A contrôler

Regard

L’Afrique centrale, entendue comme la Communauté des économiques des Etats de l’Afrique centrale (CEEAC) avec sa dizaine de pays membres, est assurément la partie du continent où la circulation des armes légères et de petit calibre fait le plus de dégâts.

Aucun des pays membres de cet ensemble, ou presque, n’est à l’abri de ces engins facilement transportables, mais qui causent des dégâts énormes.

On peut donc comprendre la volonté affichée par ces pays de prévenir, combattre et éliminer dans leur sphère géographique, le trafic illicite de cens engins.

C’est d’ailleurs l’un des premiers objectifs de la Convention qui a été adoptée le 30 avril 2010 dans la capitale de la République démocratique du Congo sous l’appellation de « Convention de Kinshasa » et qui est entrée en vigueur l’année dernière. Il convient donc de le rappeler, aucun des onze Etats membres de cet espace continental n’est épargné par l’usage incontrôlé des armes de petit calibre.

Lorsqu’il ne s’agit pas d’actes mettant en péril l’intégrité de certains pays, c’est le grand banditisme qui fait usage de ces armes, dont certaines sont fabriquées de façon artisanale. Les chiffres avancés à l’ouverture des travaux de Yaoundé ont en effet de quoi inquiéter : environ 10 millions d’armes légères circulent dans la sous-région. Et ce, de manière incontrôlée.

Au Cameroun, pays jusqu’alors reconnu comme havre de paix, la situation insurrectionnelle dans les régions du Nord-Ouest et du Sud-Ouest, les incursions de bandes armées venues de la République centrafricaine voisine et même la secte terroriste Boko Haram ont amené les autorités publiques à réagir.

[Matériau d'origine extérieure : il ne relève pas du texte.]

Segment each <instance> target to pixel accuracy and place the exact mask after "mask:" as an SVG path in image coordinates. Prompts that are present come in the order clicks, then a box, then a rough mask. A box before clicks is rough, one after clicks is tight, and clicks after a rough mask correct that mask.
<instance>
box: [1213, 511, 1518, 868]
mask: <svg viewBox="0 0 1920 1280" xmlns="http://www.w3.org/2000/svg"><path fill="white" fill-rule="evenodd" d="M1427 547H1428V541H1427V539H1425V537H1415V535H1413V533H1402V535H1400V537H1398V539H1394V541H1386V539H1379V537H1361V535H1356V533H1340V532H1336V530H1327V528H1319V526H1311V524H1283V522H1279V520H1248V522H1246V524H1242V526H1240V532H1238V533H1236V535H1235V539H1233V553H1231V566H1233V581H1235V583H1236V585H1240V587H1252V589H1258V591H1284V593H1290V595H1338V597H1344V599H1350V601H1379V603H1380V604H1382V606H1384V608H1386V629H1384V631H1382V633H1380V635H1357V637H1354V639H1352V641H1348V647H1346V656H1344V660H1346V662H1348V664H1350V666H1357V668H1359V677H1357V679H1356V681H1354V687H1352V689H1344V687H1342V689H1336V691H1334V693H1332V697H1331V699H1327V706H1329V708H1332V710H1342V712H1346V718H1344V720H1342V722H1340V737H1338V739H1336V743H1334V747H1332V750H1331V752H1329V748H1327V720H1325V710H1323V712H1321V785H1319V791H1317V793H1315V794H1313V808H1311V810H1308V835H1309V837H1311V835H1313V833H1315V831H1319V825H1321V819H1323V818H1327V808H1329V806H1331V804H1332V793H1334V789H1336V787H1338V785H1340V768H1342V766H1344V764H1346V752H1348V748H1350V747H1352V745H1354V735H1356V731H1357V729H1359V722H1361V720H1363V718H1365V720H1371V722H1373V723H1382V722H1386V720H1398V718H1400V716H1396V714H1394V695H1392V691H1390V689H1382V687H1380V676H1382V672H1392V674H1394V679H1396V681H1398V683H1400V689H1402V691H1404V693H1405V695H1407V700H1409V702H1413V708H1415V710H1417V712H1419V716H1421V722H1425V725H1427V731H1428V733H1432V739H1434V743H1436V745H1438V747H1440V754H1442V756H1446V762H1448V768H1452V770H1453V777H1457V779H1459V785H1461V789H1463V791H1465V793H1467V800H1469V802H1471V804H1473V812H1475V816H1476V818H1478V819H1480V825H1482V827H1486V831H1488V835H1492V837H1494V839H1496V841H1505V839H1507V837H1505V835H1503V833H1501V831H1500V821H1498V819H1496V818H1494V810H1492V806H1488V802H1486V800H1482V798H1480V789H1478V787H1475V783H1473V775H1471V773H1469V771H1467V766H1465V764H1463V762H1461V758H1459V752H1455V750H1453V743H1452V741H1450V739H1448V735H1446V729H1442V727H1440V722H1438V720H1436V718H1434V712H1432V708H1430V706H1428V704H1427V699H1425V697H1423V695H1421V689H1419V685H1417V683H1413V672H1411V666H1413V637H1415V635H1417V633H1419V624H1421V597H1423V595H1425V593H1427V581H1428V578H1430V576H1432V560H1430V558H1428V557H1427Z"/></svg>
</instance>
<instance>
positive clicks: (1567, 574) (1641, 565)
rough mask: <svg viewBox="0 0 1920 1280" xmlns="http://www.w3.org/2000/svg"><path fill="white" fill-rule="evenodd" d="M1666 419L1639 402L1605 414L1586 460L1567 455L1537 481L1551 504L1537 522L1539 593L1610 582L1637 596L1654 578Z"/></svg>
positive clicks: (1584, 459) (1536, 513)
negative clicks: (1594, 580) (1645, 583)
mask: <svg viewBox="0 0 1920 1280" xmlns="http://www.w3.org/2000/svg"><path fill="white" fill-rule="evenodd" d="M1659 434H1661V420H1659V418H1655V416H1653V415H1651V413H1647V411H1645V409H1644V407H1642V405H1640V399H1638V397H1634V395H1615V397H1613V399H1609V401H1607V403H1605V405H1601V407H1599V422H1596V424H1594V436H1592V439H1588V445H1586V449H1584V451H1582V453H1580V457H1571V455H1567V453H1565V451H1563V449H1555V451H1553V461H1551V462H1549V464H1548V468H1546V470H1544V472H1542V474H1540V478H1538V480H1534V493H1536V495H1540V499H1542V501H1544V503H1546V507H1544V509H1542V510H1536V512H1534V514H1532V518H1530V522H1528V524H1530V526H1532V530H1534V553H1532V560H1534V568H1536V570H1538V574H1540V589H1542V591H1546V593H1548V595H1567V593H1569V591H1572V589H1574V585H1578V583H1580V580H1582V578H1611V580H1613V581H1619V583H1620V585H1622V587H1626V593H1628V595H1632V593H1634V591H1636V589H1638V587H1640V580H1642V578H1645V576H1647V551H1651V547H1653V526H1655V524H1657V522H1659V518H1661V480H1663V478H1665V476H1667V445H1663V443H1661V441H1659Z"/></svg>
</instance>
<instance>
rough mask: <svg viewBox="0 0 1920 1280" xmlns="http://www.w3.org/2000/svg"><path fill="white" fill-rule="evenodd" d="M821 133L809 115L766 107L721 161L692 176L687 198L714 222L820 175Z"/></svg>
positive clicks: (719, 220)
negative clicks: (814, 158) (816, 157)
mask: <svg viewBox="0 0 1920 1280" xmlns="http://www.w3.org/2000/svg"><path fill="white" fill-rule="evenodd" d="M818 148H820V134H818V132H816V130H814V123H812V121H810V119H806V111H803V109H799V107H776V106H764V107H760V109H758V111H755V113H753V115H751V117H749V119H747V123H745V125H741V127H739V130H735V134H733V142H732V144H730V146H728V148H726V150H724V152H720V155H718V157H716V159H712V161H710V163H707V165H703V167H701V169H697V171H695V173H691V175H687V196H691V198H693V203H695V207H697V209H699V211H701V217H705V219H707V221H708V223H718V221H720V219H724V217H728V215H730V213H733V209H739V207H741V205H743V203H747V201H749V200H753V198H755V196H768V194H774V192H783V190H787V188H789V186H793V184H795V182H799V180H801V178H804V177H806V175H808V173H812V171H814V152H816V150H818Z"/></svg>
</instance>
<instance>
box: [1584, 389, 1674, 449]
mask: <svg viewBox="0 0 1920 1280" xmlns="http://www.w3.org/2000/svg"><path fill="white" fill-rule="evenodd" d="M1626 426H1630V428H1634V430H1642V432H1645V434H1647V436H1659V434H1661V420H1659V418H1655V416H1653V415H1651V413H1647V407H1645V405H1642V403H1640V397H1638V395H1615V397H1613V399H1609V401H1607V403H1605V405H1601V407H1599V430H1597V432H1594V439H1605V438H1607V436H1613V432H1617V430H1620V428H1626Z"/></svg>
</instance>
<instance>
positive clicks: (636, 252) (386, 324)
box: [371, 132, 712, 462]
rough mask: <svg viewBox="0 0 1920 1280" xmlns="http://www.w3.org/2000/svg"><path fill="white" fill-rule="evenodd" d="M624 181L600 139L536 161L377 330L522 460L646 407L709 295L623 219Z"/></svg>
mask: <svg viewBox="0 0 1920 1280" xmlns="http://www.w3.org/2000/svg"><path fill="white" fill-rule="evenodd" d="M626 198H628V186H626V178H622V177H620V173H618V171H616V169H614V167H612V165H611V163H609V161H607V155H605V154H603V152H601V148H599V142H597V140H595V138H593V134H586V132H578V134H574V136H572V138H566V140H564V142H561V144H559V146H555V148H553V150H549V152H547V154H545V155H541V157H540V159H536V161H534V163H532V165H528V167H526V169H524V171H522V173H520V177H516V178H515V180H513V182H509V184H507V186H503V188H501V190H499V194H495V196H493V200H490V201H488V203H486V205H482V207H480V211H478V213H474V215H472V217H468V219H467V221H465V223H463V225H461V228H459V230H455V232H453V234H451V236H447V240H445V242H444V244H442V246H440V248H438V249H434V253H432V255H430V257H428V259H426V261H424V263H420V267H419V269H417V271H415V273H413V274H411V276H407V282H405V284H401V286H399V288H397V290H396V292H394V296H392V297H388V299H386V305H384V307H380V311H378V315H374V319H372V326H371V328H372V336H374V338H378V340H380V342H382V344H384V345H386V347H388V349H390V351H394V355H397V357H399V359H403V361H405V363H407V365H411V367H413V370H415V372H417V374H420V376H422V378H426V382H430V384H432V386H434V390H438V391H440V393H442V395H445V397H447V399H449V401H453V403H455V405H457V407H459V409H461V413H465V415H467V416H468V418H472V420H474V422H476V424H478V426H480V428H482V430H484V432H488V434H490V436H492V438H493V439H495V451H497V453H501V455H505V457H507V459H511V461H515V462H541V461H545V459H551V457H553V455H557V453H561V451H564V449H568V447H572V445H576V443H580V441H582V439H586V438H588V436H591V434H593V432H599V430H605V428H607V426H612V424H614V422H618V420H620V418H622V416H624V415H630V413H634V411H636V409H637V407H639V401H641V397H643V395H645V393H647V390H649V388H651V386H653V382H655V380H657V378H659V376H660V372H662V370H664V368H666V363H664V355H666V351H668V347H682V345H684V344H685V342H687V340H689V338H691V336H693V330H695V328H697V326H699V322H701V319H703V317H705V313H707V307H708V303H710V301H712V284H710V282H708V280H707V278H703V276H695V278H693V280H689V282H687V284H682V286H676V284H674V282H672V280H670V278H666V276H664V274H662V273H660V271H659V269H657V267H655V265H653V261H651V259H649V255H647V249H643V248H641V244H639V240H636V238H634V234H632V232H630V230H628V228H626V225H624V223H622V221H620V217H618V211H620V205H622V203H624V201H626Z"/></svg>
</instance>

C’est pourquoi on peut fort logiquement comprendre la décision prise le 4 avril 2018 par le ministre de l’Administration territoriale (MINAT), Paul Atanga Nji d’interdire les activités des armureries ouvertes dans six des dix régions du Cameroun et de procéder à un inventaire des différentes armes en circulation.

Car comment, et de l’avis de ce membre du gouvernement qui rencontrait les responsables de ces structures quelques semaines plus tard, comprendre que près de 30 000 armes et munitions étaient en circulation dans le pays pour moins de 4 000 autorisations délivrées ? Comment ces instruments se retrouvent-ils entre des mains non autorisées et pour quel usage ?

Outre la situation décriée plus haut dans certaines parties du pays, l’utilisation non contrôlée des armes légères et de petit calibre dans notre pays a notamment favorisé le grand banditisme dans nos métropoles, l’action des coupeurs de route.

Il était plus que jamais temps pour les pouvoirs publics de chercher à voir clair dans la détention de ces outils dont l’utilisation finit souvent par échapper aux autorités.

Un contrôle qui devrait être l’apanage de la plupart des Etats de la sous-région, au regard de la porosité de nos frontières.